Marah, kecewa, kesal dan semua perasaan sejenis, sebangsa dan sekeluarganya itu sedang dirasakan oleh Bidadari. Baru saja hatinya mulai melunak setelah mengetahui kabar kehamilannya itu dan setelah merenungkannya semalaman, Bidadari berencana untuk memberitahukan pada Edo, namun harus segera Bidadari enyahkan. Bagaimana tidak? Sabtu siang Bidadari dikejutkan dengan kehadiran Edo di villa tersebut. Bukan untuk menjemput Bidadari, jelas. Karena Edo sendiri terkejut melihat keberadaan Bidadari di sana. Bahkan ia tidak datang sendiri. Tapi tidak juga beramai-ramai. Hanya berdua saja dengan Diana. Iya, Diana! Kalau kamu ditempatkan di posisi Bidadari, apa yang akan kamu pikirkan saat melihat suamimu hanya pergi berdua saja dengan seorang gadis yang memang terlihat dekat ke villa di Puncak! Edo kini tidak akan bisa berkelit lagi pada Bidadari.

"Loh, Do. Kata kamu di villa kamu cuma ada pengurusnya doang biasanya. Memangnya kamu nggak dikasih tahu kalau lagi ada yang nginap?", tanya Diana saat melihat Bidadari. Belum sempat Edo menjawab, Bidadari sudah menyelanya.
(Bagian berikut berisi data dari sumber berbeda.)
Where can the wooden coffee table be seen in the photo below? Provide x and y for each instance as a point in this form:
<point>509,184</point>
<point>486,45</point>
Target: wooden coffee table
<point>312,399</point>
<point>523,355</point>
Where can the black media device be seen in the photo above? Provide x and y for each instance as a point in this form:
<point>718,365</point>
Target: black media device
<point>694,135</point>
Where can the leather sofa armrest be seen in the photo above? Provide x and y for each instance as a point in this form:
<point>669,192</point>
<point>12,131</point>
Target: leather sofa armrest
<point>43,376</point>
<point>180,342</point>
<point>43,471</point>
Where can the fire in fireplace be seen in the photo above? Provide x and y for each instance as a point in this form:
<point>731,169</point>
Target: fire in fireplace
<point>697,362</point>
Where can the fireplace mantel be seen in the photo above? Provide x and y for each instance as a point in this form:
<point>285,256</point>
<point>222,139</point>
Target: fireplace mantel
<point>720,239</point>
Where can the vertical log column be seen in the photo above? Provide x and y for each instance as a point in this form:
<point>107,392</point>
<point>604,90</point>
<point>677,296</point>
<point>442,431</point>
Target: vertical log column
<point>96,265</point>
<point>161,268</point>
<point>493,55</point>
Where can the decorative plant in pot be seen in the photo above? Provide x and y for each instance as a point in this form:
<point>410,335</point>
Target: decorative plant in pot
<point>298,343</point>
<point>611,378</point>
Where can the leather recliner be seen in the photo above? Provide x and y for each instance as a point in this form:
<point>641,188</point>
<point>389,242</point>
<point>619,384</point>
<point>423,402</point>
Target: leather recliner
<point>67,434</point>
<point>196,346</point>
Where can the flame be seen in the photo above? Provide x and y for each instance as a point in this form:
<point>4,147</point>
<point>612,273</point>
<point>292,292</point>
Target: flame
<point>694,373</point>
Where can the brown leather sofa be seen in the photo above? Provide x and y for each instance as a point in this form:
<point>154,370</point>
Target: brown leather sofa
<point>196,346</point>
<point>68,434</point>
"Oh, saya memang pengurus baru di sini, Bu.", sahut Bidadari sambil menatap tajam ke arah Edo. Sengaja memanggil Diana dengan sebutan Bu, supaya Diana mengira Bidadari hanya bekerja pada keluarga Edo. Meskipun mereka sudah pernah bertemu beberapa kali sebelumnya. Sepertinya, keputusan yang akan diambilnya kali ini sudah bulat.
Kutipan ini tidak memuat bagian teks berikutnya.